O formulário de cinco páginas, que cada parlamentar tem de entregar para fazer a declaração de rendimentos, pode favorecer a disparidade de interpretação dos dados. Existem instruções genéricas sobre as características de imóveis que estejam em nome do deputado, e não se pedem detalhes sobre outras entidades nas quais existam depósitos, por exemplo.
O Congresso espanhol diz não divulgar a quantia exacta paga a cada parlamentar porque tal informação já consta da página de internet, mas a mesma apenas contém o “regime económico geral” com os complementos salariais e as quantias mensais atribuídos todos os meses a cada cargo dentro da Câmara.
Diz o El Mundo que, como cada deputado cobra pelo menos dois rendimentos, para ter acesso à quantia total, é preciso saber que cargos e funções cada parlamentar desempenha ao longo do ano para somar os rendimentos. Obtém-se assim uma ideia em geral, sem contar com os rendimentos que possam auferir fora das Cortes espanholas.
O jornal afirma que contactou os parlamentares e que os próprios não são muito receptivos a entregar de forma clara e detalhada tais declarações. Os argumentos vão da falta de tempo até ao pouco hábito de tratarem desse tipo de documentos. Por sua vez, Jesús Serrano, director de comunicação do Congresso de Deputados do país vizinho, admitiu que a tarefa de verificar as declarações é complexa. A normativa e os regulamentos tanto do Congresso como do Senado não incluem procedimentos de validação e não existem sanções de ambos os órgãos legislativos para quem minta ou oculte bens na declaração. Também não são exigidos documentos sobre imóveis nem sobre participações em sociedades.

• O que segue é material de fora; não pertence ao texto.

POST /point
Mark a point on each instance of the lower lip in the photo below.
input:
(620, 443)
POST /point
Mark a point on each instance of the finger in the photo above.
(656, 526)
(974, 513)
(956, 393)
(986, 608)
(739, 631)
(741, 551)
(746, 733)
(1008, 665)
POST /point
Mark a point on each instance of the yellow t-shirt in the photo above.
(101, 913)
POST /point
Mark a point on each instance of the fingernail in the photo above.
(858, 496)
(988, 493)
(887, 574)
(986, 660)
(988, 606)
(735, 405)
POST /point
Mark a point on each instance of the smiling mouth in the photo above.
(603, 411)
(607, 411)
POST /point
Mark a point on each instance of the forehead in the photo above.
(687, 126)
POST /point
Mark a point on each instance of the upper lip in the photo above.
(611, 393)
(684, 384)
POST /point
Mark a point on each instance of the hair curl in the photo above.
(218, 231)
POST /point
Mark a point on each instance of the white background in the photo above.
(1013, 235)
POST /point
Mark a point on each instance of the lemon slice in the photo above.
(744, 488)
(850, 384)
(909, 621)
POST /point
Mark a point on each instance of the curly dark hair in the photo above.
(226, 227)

Em 2011, houve uma alteração de emergência à Lei Orgânica do Regime Eleitoral Geral do país vizinho, aprovada por todos os grupos parlamentares, onde os bens e rendimentos dos mesmos passaram a ser divulgados ao público pela primeira vez na história da democracia espanhola. Recorde-se que esta alteração legislativa ocorreu poucos meses depois das manifestações da Puerta del Sol, em Madrid, onde milhares de pessoas reivindicavam uma “democracia real”, em protesto contra a situação económica e política do país e pelo “direito à indignação”.

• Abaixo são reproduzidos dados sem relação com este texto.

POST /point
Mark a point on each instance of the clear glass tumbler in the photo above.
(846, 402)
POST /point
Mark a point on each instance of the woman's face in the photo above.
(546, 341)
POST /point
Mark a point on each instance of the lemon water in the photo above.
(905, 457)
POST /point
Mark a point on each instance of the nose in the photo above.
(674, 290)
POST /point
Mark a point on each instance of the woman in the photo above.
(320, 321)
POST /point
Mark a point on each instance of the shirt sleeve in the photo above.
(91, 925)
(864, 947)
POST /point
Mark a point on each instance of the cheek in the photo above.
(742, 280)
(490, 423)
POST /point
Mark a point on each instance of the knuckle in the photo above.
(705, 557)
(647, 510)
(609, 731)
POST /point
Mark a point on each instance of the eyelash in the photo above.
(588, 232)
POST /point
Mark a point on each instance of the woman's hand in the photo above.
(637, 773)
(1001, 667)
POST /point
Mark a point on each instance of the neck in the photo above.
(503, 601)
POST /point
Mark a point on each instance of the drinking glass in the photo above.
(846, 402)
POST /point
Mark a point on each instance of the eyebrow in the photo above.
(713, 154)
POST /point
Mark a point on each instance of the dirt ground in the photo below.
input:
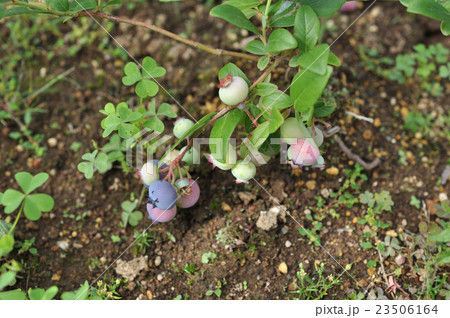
(87, 212)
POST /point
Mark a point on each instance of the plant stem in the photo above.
(17, 218)
(195, 44)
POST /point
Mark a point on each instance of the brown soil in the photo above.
(255, 255)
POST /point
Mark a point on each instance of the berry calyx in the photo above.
(290, 131)
(162, 194)
(191, 156)
(303, 153)
(189, 193)
(317, 136)
(233, 90)
(243, 171)
(182, 125)
(158, 215)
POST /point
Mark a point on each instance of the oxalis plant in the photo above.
(270, 119)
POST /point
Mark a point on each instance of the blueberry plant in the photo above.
(258, 109)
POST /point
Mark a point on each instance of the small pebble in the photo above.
(283, 268)
(52, 142)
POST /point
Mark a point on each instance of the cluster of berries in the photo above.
(163, 197)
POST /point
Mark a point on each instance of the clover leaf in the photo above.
(94, 161)
(129, 215)
(150, 70)
(120, 118)
(33, 204)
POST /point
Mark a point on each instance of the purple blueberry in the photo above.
(162, 194)
(190, 192)
(159, 215)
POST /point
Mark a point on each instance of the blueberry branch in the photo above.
(176, 37)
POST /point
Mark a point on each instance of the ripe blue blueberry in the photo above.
(159, 215)
(243, 171)
(190, 192)
(162, 194)
(181, 126)
(233, 90)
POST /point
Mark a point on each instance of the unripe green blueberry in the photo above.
(191, 156)
(229, 162)
(171, 156)
(233, 90)
(303, 153)
(243, 171)
(149, 173)
(181, 126)
(290, 131)
(318, 135)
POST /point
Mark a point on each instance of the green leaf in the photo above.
(276, 120)
(281, 40)
(277, 99)
(316, 60)
(132, 74)
(6, 244)
(234, 16)
(60, 5)
(333, 60)
(166, 110)
(154, 123)
(307, 87)
(262, 62)
(222, 130)
(11, 200)
(429, 8)
(443, 236)
(28, 183)
(233, 70)
(264, 89)
(41, 294)
(244, 4)
(151, 69)
(256, 47)
(82, 5)
(87, 168)
(6, 279)
(260, 134)
(306, 28)
(146, 88)
(37, 203)
(16, 294)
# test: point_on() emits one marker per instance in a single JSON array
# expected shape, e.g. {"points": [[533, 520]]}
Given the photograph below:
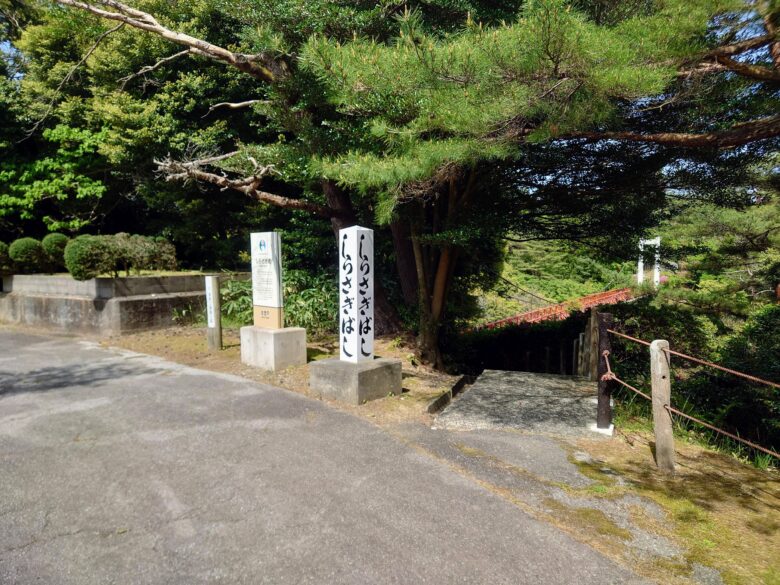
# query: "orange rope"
{"points": [[721, 431], [701, 361]]}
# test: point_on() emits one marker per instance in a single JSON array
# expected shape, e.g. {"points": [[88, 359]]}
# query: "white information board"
{"points": [[211, 307], [266, 269], [356, 294]]}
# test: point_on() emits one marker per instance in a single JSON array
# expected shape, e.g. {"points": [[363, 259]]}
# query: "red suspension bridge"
{"points": [[561, 311]]}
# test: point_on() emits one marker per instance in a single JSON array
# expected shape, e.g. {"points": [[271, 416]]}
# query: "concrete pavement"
{"points": [[122, 468]]}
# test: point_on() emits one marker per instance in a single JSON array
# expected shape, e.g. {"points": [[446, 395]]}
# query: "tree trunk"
{"points": [[404, 261], [386, 319], [428, 337]]}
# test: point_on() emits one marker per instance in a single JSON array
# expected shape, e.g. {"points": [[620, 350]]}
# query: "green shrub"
{"points": [[144, 253], [6, 264], [54, 248], [27, 255], [236, 299], [89, 256], [311, 301]]}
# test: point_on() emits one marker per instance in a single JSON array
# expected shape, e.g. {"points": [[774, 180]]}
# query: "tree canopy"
{"points": [[455, 123]]}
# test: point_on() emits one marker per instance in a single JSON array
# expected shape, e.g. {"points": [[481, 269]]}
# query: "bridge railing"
{"points": [[660, 355]]}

Cinco anos depois, o El Mundo constatou que muitos dos deputados contactados para completar a informação recolhida negaram-se a fazê-lo, alegando que seria uma violação à protecção de dados. A alteração à lei é clara quando afirma que esta divulgação dos rendimentos dos parlamentares “não invade direitos constitucionais”.

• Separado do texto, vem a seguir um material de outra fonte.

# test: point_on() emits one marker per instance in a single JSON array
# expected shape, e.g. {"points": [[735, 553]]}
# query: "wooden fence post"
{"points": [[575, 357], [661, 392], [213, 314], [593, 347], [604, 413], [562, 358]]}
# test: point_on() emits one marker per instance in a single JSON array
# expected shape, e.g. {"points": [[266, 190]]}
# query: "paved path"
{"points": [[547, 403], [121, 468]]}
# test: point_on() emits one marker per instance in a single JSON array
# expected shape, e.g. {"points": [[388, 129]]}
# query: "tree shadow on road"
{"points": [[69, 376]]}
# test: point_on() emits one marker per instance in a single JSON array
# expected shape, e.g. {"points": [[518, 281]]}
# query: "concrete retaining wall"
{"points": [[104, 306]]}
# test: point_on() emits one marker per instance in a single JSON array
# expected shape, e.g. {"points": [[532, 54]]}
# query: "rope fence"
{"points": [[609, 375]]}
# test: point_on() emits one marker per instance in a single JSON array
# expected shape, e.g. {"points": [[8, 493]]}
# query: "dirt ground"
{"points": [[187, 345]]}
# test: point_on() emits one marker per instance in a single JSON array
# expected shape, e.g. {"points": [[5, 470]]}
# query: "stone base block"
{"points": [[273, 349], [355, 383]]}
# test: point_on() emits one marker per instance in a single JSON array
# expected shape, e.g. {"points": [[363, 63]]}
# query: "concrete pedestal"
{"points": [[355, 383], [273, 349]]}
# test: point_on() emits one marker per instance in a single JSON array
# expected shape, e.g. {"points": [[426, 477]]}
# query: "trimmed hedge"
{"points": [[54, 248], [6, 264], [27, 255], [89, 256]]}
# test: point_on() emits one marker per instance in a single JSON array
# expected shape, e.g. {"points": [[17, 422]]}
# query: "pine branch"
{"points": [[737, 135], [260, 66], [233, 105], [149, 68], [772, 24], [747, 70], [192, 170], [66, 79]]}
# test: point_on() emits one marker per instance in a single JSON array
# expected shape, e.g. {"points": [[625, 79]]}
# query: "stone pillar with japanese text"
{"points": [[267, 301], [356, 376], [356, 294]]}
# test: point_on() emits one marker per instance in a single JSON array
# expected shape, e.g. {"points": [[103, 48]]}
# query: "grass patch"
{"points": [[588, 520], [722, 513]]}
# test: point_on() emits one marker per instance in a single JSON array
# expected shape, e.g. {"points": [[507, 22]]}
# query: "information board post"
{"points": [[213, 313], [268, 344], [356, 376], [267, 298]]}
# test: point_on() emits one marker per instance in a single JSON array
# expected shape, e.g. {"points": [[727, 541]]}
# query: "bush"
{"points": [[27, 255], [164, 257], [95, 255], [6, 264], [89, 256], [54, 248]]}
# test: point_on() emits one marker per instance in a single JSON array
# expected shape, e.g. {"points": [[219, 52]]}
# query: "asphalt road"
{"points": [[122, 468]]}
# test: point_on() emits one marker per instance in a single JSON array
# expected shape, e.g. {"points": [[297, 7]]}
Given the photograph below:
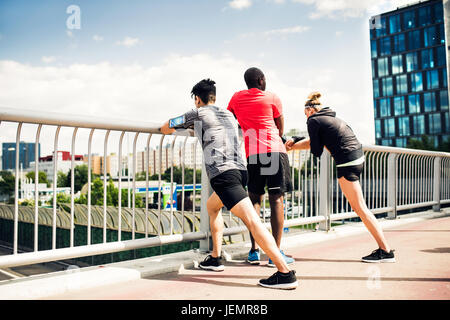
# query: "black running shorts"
{"points": [[350, 173], [230, 187], [271, 170]]}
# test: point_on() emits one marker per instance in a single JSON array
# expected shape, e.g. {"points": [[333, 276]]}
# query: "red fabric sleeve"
{"points": [[277, 107]]}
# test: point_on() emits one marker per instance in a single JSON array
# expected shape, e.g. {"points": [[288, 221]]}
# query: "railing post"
{"points": [[206, 244], [324, 191], [392, 185], [437, 184]]}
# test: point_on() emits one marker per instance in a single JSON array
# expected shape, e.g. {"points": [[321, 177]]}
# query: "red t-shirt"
{"points": [[255, 111]]}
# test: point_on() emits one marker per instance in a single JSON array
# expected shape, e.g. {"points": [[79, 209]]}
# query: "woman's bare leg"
{"points": [[353, 192]]}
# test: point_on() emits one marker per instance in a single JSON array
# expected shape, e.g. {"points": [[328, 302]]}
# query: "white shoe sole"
{"points": [[211, 268], [283, 286], [390, 260]]}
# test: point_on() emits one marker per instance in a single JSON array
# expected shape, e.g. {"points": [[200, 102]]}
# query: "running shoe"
{"points": [[253, 257], [288, 260], [379, 255], [211, 263], [280, 281]]}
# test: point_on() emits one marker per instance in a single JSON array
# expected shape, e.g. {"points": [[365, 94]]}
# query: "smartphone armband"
{"points": [[176, 122]]}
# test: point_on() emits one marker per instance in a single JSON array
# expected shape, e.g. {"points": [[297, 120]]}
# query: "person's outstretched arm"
{"points": [[279, 122], [301, 145], [165, 129]]}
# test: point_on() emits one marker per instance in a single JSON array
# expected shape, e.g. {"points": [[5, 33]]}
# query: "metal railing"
{"points": [[394, 179]]}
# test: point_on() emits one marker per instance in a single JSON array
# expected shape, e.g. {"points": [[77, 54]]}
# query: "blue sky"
{"points": [[130, 57]]}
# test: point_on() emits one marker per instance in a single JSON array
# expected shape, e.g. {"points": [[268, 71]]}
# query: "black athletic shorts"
{"points": [[271, 169], [351, 173], [230, 187]]}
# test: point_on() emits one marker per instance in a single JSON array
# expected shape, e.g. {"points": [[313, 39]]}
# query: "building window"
{"points": [[383, 67], [394, 24], [419, 124], [432, 79], [385, 46], [424, 16], [443, 97], [389, 128], [429, 101], [430, 36], [409, 19], [403, 126], [441, 38], [411, 62], [416, 82], [400, 142], [399, 106], [427, 59], [447, 121], [381, 31], [377, 128], [376, 88], [414, 103], [441, 58], [397, 64], [399, 43], [434, 122], [386, 84], [385, 107], [402, 84], [373, 48], [414, 39], [444, 77]]}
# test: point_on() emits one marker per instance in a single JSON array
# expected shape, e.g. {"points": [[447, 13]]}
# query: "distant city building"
{"points": [[26, 155], [410, 73], [64, 164]]}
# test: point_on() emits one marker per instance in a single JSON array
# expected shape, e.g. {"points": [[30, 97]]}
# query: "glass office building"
{"points": [[409, 73]]}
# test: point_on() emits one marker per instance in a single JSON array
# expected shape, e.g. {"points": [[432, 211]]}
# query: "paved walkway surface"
{"points": [[325, 270]]}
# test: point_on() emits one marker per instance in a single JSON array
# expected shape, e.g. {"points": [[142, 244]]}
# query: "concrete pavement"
{"points": [[326, 269]]}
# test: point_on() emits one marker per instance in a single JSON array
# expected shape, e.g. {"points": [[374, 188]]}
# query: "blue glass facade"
{"points": [[409, 74], [26, 154]]}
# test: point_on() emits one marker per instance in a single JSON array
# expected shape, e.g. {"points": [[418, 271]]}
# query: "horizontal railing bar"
{"points": [[405, 151], [417, 205], [68, 120]]}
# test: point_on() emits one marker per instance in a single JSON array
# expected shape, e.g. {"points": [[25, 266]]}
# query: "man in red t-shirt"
{"points": [[260, 116]]}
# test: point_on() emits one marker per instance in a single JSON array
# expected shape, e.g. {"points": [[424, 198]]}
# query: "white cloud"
{"points": [[351, 8], [240, 4], [97, 38], [154, 93], [48, 59], [285, 31], [128, 42], [276, 32]]}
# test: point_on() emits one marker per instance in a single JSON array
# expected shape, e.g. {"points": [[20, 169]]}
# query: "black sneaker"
{"points": [[211, 263], [280, 281], [379, 255]]}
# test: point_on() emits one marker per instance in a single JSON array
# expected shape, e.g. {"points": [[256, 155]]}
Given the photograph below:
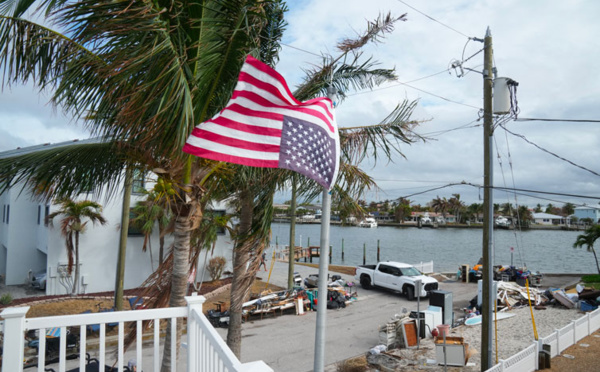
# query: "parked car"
{"points": [[38, 280], [397, 276]]}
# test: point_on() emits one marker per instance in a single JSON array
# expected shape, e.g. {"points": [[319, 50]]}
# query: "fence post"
{"points": [[364, 253], [194, 304], [589, 323], [14, 334]]}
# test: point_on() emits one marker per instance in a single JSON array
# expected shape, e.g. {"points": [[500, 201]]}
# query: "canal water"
{"points": [[546, 251]]}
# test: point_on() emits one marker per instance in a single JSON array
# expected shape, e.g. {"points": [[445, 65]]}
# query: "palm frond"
{"points": [[66, 171], [383, 139], [383, 24]]}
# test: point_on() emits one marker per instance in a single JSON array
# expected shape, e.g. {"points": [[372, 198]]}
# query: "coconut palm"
{"points": [[440, 205], [588, 239], [72, 225], [142, 74]]}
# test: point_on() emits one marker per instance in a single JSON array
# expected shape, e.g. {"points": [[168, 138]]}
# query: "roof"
{"points": [[547, 215], [31, 149]]}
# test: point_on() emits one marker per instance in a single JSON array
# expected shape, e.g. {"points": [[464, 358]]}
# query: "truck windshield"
{"points": [[410, 271]]}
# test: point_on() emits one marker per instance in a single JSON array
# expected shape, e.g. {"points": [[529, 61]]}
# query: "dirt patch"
{"points": [[216, 292]]}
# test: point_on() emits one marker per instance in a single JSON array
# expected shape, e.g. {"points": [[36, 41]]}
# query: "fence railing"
{"points": [[559, 341], [206, 350]]}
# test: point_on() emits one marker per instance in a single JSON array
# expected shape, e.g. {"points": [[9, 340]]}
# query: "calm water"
{"points": [[541, 250]]}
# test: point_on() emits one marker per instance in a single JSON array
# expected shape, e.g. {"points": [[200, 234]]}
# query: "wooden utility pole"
{"points": [[488, 298], [292, 248]]}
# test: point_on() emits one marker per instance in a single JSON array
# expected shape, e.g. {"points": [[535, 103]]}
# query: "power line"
{"points": [[433, 19], [549, 152], [398, 84], [302, 50], [566, 120]]}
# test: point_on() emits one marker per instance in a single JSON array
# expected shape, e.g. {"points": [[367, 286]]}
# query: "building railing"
{"points": [[206, 350], [559, 341]]}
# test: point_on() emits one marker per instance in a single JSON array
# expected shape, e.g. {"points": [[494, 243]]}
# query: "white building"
{"points": [[584, 212], [548, 219], [28, 245]]}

Recorde-se que, em 2013, a Fiscalía Anticorrupción (órgão espanhol de luta contra a corrupção) pediu ao Senado a declaração de rendimentos do ex-tesoureiro do PP, Luís Bárcenas, quando exerceu naquele órgão legislativo. Durante anos, essas informações não eram divulgadas, pelo que a Câmara Alta teve reservas na hora de as entregar, porém, a Mesa do Senado acedeu a revelar os documentos semanas mais tarde.
O património declarado durante seis anos pelo antigo senador do PP era muito inferior ao que a Audiencia Nacional (tribunal com jurisdição em todo o país) acusa de ter ocultado no estrangeiro. Luís Bárcenas chegou a acumular 22 milhões de euros em contas na Suíça, conforme desvendou uma investigação das autoridades no chamado caso da “contabilidade B” no partido de Rajoy, também publicado pelo El Mundo; essa investigação visando suspeitas de corrupção, suborno, e desvio de capitais, chegou a pôr em causa a liderança do ainda primeiro-ministro espanhol.